Ross isn’t sheepish about promoting local lamb

Ross Horrocks has devised a variety of recipes using lamb to support the campaign

Ross Horrocks has devised a variety of recipes using lamb to support the campaign

A Jedburgh restaurant has teamed up with NFU Scotland, Quality Meat Scotland and the National Sheep Association to promote Scottish lamb.

The three-month long ‘Wham Bam Thank You Lamb’ campaign is aimed at encouraging consumers to understand the versatility, simplicity and speed of cooking with lamb.

Supporting the campaign is Ross Horrocks, the owner and chef of The Caddy Mann Restaurant at Mounthooly, between Jedburgh and Crailing

Ross has devised some imaginative dishes using a variety of different cuts of lamb and is running a ‘Love Lamb’ menu until September 6.

He said: “My aim is to show people that Scottish lamb can be both easy, economical and very versatile.

“The Scots eat much less lamb per capita than anywhere else in the UK so we are encouraging them to make Scotch Lamb a regular purchase by tempting them with different dishes that can easily be cooked at home.”

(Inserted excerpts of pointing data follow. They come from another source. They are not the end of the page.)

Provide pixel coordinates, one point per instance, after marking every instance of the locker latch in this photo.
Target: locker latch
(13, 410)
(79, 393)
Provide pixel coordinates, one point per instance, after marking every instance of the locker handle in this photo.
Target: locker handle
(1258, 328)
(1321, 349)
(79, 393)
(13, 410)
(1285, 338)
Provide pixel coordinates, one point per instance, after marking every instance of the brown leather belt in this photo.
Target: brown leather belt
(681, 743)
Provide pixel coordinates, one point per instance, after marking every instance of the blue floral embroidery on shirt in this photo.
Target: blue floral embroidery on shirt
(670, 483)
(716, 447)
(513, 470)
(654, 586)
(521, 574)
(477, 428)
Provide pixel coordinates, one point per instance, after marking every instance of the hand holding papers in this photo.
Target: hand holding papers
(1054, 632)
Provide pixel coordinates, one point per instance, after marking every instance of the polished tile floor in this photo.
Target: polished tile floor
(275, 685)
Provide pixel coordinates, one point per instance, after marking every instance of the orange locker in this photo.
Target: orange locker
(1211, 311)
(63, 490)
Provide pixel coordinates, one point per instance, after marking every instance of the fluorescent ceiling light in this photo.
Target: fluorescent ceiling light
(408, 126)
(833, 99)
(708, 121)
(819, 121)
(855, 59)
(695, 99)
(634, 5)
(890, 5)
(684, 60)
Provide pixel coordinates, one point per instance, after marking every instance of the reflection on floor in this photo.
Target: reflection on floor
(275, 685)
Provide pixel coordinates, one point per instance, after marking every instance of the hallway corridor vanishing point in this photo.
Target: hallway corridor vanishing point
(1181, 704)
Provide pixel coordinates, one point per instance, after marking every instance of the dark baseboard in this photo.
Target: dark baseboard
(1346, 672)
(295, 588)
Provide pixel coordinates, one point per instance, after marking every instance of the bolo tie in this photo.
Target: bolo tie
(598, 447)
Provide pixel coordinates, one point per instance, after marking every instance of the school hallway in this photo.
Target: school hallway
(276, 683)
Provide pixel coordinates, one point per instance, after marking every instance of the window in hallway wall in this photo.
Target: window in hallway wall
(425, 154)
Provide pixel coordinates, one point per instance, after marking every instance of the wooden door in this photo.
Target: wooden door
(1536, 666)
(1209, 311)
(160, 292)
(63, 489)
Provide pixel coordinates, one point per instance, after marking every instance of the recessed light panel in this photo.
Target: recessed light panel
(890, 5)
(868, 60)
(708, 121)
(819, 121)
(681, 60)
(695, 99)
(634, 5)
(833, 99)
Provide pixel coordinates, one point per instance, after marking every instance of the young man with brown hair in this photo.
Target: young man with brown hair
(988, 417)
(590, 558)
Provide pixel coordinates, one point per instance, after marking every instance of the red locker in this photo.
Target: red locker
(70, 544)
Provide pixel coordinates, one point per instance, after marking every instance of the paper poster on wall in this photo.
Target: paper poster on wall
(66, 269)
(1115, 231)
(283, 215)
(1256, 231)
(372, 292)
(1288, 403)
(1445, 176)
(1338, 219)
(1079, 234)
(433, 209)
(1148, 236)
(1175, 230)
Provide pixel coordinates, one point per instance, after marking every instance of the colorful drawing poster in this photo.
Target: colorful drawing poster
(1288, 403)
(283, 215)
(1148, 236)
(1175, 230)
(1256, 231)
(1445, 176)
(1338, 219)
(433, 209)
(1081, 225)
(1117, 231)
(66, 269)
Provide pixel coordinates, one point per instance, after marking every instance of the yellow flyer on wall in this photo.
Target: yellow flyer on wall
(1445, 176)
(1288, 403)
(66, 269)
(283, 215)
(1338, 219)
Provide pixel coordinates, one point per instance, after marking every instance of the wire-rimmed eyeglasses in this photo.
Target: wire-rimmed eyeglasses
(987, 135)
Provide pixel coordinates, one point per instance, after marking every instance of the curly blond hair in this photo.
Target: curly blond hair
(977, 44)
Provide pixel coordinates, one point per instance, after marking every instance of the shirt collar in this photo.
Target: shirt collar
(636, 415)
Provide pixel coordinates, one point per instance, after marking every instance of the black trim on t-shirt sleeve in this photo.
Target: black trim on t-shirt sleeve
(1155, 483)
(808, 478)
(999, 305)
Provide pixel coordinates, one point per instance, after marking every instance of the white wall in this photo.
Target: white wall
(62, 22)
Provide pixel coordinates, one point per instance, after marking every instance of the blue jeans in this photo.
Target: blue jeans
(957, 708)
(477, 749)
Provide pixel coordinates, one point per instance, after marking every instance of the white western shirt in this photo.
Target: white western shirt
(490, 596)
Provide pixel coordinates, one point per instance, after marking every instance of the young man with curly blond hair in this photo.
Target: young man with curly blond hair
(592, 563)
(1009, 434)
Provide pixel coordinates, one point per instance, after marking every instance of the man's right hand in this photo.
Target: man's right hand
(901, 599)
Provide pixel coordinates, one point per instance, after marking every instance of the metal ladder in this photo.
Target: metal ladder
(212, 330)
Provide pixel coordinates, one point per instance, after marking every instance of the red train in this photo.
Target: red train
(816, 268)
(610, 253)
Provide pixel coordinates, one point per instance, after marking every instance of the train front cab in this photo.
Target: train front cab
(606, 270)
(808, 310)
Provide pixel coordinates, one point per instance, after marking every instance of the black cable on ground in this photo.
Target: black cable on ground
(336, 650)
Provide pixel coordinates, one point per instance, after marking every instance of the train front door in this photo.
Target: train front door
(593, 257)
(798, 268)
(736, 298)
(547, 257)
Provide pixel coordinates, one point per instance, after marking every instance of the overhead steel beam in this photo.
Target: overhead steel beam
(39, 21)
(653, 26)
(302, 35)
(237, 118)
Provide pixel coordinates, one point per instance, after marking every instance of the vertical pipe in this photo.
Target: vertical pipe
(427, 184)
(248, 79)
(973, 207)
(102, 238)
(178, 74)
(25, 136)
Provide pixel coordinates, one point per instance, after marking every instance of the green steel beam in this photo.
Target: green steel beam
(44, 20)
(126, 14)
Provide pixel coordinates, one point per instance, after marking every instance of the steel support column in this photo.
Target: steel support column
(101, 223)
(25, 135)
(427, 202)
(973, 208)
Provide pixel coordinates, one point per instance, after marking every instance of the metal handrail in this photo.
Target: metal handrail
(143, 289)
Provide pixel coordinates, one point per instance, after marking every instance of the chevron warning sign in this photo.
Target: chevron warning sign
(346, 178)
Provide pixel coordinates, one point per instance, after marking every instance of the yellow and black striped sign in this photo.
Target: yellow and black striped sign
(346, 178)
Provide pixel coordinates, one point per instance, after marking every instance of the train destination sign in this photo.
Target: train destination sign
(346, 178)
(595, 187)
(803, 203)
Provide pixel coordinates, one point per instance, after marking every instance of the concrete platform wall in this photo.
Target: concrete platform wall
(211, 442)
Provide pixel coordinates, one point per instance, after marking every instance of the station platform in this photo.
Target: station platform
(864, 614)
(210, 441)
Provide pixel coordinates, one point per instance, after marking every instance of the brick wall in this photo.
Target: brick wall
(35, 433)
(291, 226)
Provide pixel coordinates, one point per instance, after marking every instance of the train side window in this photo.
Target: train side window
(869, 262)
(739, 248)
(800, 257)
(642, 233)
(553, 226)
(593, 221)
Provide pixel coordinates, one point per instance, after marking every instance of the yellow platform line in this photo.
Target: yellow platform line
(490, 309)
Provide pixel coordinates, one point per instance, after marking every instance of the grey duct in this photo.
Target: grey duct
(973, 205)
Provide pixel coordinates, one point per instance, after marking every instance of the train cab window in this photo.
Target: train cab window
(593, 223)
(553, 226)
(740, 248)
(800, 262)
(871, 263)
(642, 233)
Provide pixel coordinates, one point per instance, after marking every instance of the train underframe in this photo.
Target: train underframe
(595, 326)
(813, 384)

Some of the dishes on his menu will include pulled lamb flank in plum and ginger sauce with spring onion, cucumber and fried Chinese pancakes, lamb heart shepherds pie, and sticky shoulder ribs with honey and mint glaze - and that is just for starters.

Moroccan spiced lamb neck fillet tagine and slow baked rolled shoulder with crab apple and mint gravy, will feature as main courses.

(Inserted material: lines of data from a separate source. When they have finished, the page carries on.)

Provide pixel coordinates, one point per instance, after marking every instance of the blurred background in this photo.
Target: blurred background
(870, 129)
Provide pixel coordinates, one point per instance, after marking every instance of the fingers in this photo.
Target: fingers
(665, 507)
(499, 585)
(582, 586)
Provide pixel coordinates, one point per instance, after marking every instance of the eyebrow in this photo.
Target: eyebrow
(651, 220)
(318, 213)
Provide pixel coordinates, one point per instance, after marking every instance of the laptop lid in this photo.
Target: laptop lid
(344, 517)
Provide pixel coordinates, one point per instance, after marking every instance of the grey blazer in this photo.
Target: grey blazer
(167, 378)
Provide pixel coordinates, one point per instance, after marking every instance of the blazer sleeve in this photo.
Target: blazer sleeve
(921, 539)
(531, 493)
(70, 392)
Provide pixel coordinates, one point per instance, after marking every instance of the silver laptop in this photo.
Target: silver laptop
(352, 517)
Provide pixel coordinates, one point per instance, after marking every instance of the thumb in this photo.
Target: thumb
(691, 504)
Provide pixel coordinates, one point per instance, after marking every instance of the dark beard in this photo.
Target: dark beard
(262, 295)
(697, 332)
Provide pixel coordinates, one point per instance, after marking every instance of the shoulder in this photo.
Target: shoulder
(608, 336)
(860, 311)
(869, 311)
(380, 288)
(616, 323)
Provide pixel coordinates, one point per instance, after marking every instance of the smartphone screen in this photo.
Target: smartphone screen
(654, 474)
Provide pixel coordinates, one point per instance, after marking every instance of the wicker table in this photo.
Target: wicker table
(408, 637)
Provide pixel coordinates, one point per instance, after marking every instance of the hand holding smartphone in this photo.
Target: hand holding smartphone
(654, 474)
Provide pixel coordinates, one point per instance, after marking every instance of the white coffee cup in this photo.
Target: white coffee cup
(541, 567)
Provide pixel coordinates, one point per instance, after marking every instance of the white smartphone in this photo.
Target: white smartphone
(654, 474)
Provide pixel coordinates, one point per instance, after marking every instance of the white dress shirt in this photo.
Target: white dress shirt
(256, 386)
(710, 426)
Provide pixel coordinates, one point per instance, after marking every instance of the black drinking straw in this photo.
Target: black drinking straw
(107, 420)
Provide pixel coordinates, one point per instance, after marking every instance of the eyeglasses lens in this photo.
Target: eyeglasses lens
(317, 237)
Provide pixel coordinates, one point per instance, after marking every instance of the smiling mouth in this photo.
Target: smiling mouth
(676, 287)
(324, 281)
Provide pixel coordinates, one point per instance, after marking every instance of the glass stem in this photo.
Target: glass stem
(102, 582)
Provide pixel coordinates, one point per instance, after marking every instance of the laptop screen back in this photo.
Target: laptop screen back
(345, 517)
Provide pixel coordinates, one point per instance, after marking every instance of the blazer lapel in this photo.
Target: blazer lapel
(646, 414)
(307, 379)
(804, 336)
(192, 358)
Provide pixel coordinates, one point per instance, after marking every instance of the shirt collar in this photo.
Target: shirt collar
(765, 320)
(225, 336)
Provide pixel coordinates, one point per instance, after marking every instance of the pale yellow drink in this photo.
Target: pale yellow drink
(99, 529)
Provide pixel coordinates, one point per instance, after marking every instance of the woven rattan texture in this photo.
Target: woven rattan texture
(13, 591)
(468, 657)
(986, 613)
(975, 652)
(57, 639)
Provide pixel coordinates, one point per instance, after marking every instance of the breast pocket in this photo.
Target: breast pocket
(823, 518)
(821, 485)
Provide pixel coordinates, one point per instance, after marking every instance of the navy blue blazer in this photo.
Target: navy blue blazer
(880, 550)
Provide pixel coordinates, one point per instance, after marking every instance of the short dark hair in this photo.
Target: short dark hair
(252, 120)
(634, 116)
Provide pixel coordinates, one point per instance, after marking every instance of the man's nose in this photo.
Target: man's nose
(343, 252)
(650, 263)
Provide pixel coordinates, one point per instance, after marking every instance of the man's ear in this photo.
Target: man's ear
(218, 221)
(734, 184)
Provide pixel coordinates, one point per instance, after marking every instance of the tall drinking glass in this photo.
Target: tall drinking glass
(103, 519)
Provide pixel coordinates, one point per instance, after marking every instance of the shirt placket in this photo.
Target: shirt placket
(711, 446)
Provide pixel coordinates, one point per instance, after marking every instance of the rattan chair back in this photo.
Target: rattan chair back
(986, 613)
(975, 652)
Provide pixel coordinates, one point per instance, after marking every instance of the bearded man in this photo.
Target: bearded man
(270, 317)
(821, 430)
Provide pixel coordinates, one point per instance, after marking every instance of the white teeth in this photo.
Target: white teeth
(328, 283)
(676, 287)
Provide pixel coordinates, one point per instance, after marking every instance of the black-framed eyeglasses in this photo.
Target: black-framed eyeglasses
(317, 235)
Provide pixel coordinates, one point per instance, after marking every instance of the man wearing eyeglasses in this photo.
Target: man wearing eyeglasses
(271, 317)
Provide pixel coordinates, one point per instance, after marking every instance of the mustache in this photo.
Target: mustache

All of the food on the menu is sourced locally and Ross is well known in the area for dealing direct with local farms, butchers and game estates.

The campaign will feature billboard, press and radio advertising as well as online and in-store activity.

Suzie Carlaw, marketing controller at Quality Meat Scotland, said the vision is for Scots of all ages having Scotch lamb in their “every-day meal repertoire”.

Sybil McPherson, chair of the National Sheep Association Scotland, said: “The NSA are proud to part of this opportunity to promote Scotch lamb and to emphasise the importance to the environment and the rural economy of the production of sheep in the hills.”